Mgr Fellay : Le Motu Proprio, dans le contexte actuel, est un geste qui relève du miracle et pour lequel le pape a droit à toute notre reconnaissance. On doit le considérer comme une étape importante, mais pas comme la conclusion de la crise que nous connaissons depuis plusieurs décennies. Je dirais même que c'est une étape qui soulève des problèmes nouveaux, parce que ce document modifie la configuration générale dans laquelle se trouve l'Eglise depuis l'après-concile.
Au fond, l'essentiel du Motu Proprio est dans ces deux mots « numquam abrogatam », la messe tridentine n'a jamais été abrogée. Le but de ce document, qui est un document législatif, est manifestement de faire entrer à nouveau dans la pratique de l'Eglise l'usage de la messe traditionnelle. Il se présente comme une révision des textes précédents qui traitaient de cette question, les induits de 1983 et 1988. Or un induit est une loi particulière, une privata lex qui accorde un privilège, qui consent une exception par rapport à la loi commune. La plupart du temps cette exception est liée à des conditions. Et les deux induits exprimaient très fortement les conditions requises: reconnaissance du concile et de la nouvelle messe, sans parler des autres conditions rajoutées arbitrairement par les évêques. Eh bien ! aucune condition ne se trouve dans le Motu Proprio.

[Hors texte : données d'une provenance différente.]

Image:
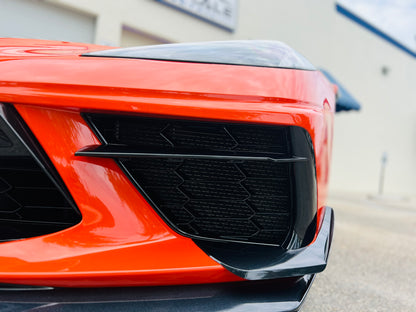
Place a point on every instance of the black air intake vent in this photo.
(209, 180)
(31, 204)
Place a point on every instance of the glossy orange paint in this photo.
(121, 241)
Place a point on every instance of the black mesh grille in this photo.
(30, 203)
(232, 199)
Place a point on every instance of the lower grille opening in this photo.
(31, 204)
(222, 199)
(220, 181)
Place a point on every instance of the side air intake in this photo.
(214, 180)
(33, 202)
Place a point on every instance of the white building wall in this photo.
(387, 121)
(38, 19)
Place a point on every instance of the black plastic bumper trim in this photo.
(111, 151)
(270, 262)
(274, 295)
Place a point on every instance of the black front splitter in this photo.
(265, 296)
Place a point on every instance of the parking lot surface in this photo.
(372, 265)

Vous allez me dire : « Oui, maison parle de reconnaître la sainteté de la Messe ». Cela n'est pas dans le document lui-même, mais dans la lettre qui l'accompagne. Le fait qu'il y ait deux documents oblige à distinguer leur valeur. Si le pape voulait donner la même valeur à tout, s'il fallait comprendre le Motu Proprio à la lumière de la lettre d'accompagnement, il n'aurait fait qu'un seul document.
Ce Motu Proprio est un acte législatif tout à fait unique dans l'histoire de l'Eglise, et c'est pourquoi il soulève des problèmes nouveaux qui vont compliquer la situation pour les autorités romaines. En effet, déclarer que la messe traditionnelle n'a pas été abrogée, c'est reconnaître son état antérieur: celui d'une loi universelle. Cette messe est et a toujours été la messe de l'Eglise. Le problème, c'est que depuis, les autorités romaines ont fait une nouvelle messe, et donc une nouvelle loi universelle. D'une manière habituelle, quand le législateur fait une nouvelle loi, cette loi supprime la précédente. Prenons un exemple simple: si un législateur décide qu'on conduit à gauche, et si un autre législateur décide ensuite qu'on conduit à droite, à la promulgation de la deuxième loi, on oublie la première.
Or on n'avait jamais vu, dans toute l'histoire de l'Eglise, une telle révision de la lex orandi comme celle qui s'est faite par la révolution liturgique d'après le Concile Vatican II Et c'est dans ce contexte que le pape affirme que la première loi n'a pas été abrogée. C'est comme si l'on disait qu'il était possible de conduire à droite et à gauche. C'est pourquoi la première partie du Motu Proprio essaie d'expliquer sinon de justifier une telle situation, à savoir l'existence de deux lois universelles portant sur un même objet. Et c'est ainsi qu'on nous dit qu'il y a deux formes d'une seule messe, une forme ordinaire et une forme extraordinaire.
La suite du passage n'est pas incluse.